GASTON, Ore. - A woman in Gaston is finishing up her medication after she was recently bitten by a bat that had rabies.
The woman said she came across the bat in her yard when she spotted her dog with some kind of animal. She said she initially thought it was a bird.
But when she picked up the animal, "it just grabbed onto my finger through the glove ... and got me. It was hanging on," she said.
She then put the bat in a bucket.
She agreed to speak with KATU about her experience on the condition we didn't use her name.
She said the bat was acting strangely, was not flying around and seemed confused.
A couple of days later, she took the bat to Washington County Environmental Health authorities and had it tested. It turned out to have rabies.
"I kind of went through a couple minutes of shock, and then just went 'I've gotta get treated right now,'" she said. She will complete taking her medication this week.
Multnomah County Public Health officer Dr. Gary Oxman said about 10 percent of bats tested in Oregon have rabies.
"Rabies is an infection of brain tissue," Oxman said. He advises anyone who thinks they may have been exposed to the rabies to get tested immediately.
"If you get exposed to the virus, what's necessary is for you to get preventative treatment before you get sick," Oxman said. "Once you start getting sick, you're beyond the point of no return."
Rabies can be deadly but is most harmful to animals. It takes weeks to incubate in people. Oxman said it rarely results in death if it is treated immediately.
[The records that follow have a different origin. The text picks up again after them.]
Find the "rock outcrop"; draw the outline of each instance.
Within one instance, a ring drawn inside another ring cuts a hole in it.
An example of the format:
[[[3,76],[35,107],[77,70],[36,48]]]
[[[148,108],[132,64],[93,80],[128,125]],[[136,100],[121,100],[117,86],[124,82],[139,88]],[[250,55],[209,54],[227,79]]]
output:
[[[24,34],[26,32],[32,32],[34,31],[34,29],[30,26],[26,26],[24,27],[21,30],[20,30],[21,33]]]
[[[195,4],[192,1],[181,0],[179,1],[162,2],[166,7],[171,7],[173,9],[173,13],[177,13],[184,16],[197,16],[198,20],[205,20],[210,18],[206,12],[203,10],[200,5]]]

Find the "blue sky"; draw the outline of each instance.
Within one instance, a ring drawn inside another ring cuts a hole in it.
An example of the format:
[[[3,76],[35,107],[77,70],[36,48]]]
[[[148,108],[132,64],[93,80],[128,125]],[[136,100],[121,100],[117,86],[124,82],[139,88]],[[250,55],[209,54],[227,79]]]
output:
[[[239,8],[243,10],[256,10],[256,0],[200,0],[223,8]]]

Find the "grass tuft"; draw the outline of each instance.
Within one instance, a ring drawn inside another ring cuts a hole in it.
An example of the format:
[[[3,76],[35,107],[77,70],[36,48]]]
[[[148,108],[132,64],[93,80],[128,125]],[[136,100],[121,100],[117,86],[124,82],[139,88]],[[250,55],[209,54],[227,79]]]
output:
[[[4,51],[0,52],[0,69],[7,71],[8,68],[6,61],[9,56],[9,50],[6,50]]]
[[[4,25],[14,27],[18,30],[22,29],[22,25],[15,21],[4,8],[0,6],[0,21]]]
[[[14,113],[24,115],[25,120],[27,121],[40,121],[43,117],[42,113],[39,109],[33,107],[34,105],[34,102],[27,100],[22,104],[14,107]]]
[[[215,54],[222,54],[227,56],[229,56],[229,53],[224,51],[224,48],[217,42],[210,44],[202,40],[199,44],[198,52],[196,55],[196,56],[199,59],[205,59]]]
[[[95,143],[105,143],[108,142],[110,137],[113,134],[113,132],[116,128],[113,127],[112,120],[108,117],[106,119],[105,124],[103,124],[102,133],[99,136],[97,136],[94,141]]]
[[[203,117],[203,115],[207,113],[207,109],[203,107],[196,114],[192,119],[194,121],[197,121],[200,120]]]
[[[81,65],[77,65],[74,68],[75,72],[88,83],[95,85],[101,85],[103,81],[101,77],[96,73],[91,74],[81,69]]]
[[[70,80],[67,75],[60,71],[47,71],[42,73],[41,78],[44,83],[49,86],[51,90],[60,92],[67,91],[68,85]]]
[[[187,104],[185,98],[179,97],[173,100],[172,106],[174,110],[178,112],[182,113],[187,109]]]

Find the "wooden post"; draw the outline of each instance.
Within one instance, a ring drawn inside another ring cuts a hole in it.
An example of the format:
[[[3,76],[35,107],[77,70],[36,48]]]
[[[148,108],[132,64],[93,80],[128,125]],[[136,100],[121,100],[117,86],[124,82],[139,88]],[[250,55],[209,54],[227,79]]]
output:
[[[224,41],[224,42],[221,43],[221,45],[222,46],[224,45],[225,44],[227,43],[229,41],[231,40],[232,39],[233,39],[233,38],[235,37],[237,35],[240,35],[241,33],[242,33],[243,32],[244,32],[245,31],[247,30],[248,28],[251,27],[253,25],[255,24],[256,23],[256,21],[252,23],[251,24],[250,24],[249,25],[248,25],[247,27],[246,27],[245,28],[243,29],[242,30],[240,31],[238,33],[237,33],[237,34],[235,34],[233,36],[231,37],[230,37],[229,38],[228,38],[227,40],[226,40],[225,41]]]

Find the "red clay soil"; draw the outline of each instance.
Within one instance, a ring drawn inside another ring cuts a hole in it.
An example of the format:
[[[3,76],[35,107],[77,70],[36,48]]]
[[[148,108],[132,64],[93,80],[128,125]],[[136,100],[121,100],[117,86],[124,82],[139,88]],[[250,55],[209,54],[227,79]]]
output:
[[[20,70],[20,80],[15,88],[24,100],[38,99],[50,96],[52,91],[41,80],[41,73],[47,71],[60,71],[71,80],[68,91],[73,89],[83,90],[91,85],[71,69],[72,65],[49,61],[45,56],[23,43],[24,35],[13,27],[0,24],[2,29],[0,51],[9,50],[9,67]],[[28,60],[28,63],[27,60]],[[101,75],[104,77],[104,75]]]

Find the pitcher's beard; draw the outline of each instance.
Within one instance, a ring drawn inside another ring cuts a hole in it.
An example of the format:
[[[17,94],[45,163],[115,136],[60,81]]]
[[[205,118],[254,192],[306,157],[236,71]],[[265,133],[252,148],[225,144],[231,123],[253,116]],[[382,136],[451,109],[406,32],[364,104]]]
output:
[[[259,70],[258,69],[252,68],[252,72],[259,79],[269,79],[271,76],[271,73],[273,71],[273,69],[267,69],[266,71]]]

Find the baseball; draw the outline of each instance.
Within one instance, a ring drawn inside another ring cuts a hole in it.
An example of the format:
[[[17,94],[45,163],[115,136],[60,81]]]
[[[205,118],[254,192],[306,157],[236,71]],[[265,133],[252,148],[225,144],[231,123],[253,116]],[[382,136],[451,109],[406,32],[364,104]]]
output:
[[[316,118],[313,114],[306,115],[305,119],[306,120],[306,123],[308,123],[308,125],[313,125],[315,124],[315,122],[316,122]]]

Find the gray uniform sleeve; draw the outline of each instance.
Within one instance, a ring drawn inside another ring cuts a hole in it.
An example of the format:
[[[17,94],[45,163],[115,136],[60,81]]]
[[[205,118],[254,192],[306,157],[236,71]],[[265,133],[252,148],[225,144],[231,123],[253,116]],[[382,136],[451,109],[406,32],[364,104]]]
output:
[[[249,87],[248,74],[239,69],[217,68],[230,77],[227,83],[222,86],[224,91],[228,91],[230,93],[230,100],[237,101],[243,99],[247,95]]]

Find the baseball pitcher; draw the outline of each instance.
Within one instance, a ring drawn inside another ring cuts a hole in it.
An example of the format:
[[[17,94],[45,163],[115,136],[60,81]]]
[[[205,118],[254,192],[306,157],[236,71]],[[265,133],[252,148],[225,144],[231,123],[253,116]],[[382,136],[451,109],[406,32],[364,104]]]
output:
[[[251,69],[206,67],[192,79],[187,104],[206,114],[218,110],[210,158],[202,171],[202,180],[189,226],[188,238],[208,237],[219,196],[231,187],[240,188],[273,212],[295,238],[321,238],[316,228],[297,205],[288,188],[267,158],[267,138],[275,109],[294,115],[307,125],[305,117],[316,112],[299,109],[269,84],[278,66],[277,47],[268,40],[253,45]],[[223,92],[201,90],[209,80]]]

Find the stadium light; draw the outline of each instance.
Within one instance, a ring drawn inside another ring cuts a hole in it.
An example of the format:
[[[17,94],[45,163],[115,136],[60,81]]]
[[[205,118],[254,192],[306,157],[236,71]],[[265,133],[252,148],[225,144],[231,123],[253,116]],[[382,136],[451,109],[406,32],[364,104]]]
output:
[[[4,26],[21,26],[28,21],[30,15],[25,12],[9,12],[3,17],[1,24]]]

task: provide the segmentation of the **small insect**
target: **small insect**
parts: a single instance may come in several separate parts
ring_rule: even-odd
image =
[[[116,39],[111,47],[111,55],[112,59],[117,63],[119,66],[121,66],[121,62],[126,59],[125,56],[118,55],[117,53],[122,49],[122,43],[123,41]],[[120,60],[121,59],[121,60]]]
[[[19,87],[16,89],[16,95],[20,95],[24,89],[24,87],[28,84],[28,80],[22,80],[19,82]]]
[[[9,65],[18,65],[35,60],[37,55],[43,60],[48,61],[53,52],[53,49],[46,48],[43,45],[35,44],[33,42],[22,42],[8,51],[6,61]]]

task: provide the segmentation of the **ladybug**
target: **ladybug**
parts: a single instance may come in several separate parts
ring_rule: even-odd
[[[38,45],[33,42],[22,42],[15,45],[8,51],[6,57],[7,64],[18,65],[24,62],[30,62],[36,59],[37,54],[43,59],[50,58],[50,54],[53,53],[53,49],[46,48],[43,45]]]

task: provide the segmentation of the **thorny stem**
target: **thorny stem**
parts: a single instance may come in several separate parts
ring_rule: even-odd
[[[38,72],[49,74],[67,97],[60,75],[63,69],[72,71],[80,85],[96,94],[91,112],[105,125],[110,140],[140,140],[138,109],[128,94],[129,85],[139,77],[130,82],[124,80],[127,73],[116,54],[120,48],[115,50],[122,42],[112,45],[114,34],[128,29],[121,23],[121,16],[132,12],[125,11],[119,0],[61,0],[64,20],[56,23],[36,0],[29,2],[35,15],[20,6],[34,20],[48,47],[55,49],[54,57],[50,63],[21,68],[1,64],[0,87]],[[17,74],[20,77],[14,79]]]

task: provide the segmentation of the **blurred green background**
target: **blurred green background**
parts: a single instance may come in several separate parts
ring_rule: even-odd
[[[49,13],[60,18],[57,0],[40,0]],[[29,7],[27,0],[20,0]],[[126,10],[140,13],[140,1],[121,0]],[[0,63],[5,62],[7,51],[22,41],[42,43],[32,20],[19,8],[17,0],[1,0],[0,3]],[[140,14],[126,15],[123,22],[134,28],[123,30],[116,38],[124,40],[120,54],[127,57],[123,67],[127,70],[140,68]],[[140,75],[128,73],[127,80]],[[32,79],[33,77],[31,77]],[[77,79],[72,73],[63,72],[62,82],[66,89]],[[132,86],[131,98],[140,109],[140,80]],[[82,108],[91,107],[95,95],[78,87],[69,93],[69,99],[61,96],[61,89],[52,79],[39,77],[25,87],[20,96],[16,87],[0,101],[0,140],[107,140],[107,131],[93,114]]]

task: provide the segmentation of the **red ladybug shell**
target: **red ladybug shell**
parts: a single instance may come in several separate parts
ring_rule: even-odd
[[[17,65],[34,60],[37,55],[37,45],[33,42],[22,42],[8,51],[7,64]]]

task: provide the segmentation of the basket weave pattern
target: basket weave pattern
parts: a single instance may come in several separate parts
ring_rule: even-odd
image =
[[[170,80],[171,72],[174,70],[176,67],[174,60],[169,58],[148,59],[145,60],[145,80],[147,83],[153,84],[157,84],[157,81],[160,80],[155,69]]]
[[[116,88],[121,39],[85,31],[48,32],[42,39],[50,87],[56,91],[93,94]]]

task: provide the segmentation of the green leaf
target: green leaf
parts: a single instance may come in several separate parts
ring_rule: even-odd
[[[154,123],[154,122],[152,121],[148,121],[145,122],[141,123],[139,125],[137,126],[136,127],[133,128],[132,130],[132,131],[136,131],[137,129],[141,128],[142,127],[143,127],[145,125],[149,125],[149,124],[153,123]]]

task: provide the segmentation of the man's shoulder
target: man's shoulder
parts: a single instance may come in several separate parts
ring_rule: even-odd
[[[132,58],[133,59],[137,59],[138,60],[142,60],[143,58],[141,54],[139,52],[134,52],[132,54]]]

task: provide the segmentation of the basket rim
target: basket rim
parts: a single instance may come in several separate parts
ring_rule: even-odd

It's the second recent incident in Oregon involving a rabid bat biting a human.
On May 18, a Portland woman was bitten after intervening in a scuffle between a bat and a stray cat in the Boise neighborhood. She was bitten when she tried to transfer the bat into a container at her home.
The Gaston woman said her dog had already been vaccinated for rabies and is under quarantine at her home. "Just to find out there is rabies in the area was a big shock to me," she said.
"I'm just glad it didn't happen to some child, you know?" she said. "It's just kind of a horrifying scenario. I'd really like to see people keep their family safe. We can do that by being aware, being educated and keeping our animals vaccinated."
Animal experts advise caution when handling a bat. They said to use thick leather gloves or better yet, use tongs to avoid directly handling the animal.
After the incident in May, health department officials stressed that rabies is much more dangerous to pets than humans. They also highlighted the importance of vaccinating pets against rabies and other diseases.